Looking through papers stuck in books before sending them to Massachusetts

 Sometimes what you see is consoling. This morning, LIVING WITH A WRITER, the 2004 collection of essays.

        Every reviewer was happy with my depressing (downright tragic) article on how Melville was "Damned by Dollars." Melanie McGrath in the London Evening Standard said, "There is a fine essay on the awful existence of Herman Melville." The Year's Work in English Studies said, "The most substantial contribution is Hershel Parker on Melville's marriage." In Book Heaven Andy Jaysnovitch began this way: "On the back cover of Living With a Writer edited by Dale Salwak (Palgrave, 2004), the following question is posed: "what is the cost of as masterpiece or a caring relationship?' The first essay that I chose to read in this book answers that question all too well. In "Damned by Dollars: Moby-Dick and the Price of Genius," Herman Melville biographer Hershel Parker tallies the huge cost that Melville paid in plying his craft in the face of a public and a publishing industry that was blind to his talent. The opening of this wonderful essay sets the stage for this question . . . ."  Andrew Motion in the Guardian says, “Admittedly the problems get examined more fairly and squarely in their own section. There's a (too) long piece on Somerset Maugham and his wife Syrie, for instance, in which Jeffrey Meyers shows how the sexual difficulties of their marriage were compounded by the fact that "she constantly interfered with, or even prevented, his writing". And a detailed account by Hershel Parker of how Melville's struggles as a writer shattered his family: he had a daughter whose arthritis was brought on by a bad diet, a son who committed suicide, another son who died young.. . . . Catherine Aird says: ‘The only writer with whom I live is me, myself, alone’; Nadine Gordimer talks about 'the secret intimacy’ of ‘living with myself’; and Parker talks about Melville's desperate need for what he called ‘the silent grass-growing mood in which a man ought always to compose’, (matching Keats's equally brilliant words about his hunger for ‘delicious diligent indolence’).”

         But going fast toward 87 years old, full of pills for blood clots and Valley Fever, what do I want with the book or the reviews stuck in it?

        Instead, as long as I have a memory I will remember what the Companion (not yet Caregiver) said on 26 June 1997 after I had given the talk in the New Bedford Whaling Museum.
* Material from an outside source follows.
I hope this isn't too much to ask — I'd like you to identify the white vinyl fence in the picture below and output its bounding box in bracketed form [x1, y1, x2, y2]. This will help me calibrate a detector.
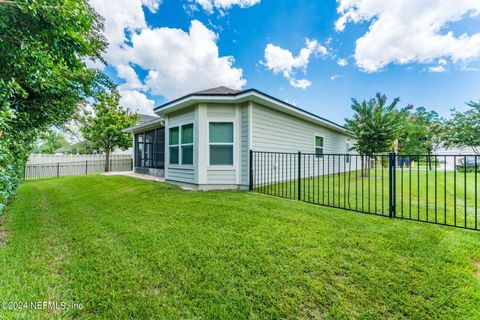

Joyce and Fred Kennedy, great researchers, arrived late and made a small bustle as they found seats. I was very happy they made it. Aside from that, the Companion said, “You could have heard a pin drop.” I gave the talk again at Stanford on 1 November 2001. Tobias Wolff stood up in the back, greatly moved by it, and said words I wish I could hear again. There may be a recording still at Stanford. Well, that essay made me cry a little more than once when I read it after a long interval.

        Go, little book, go off to the Berkshire Athenaeum as soon as we can get the strength to tape and mail five more bankers boxes.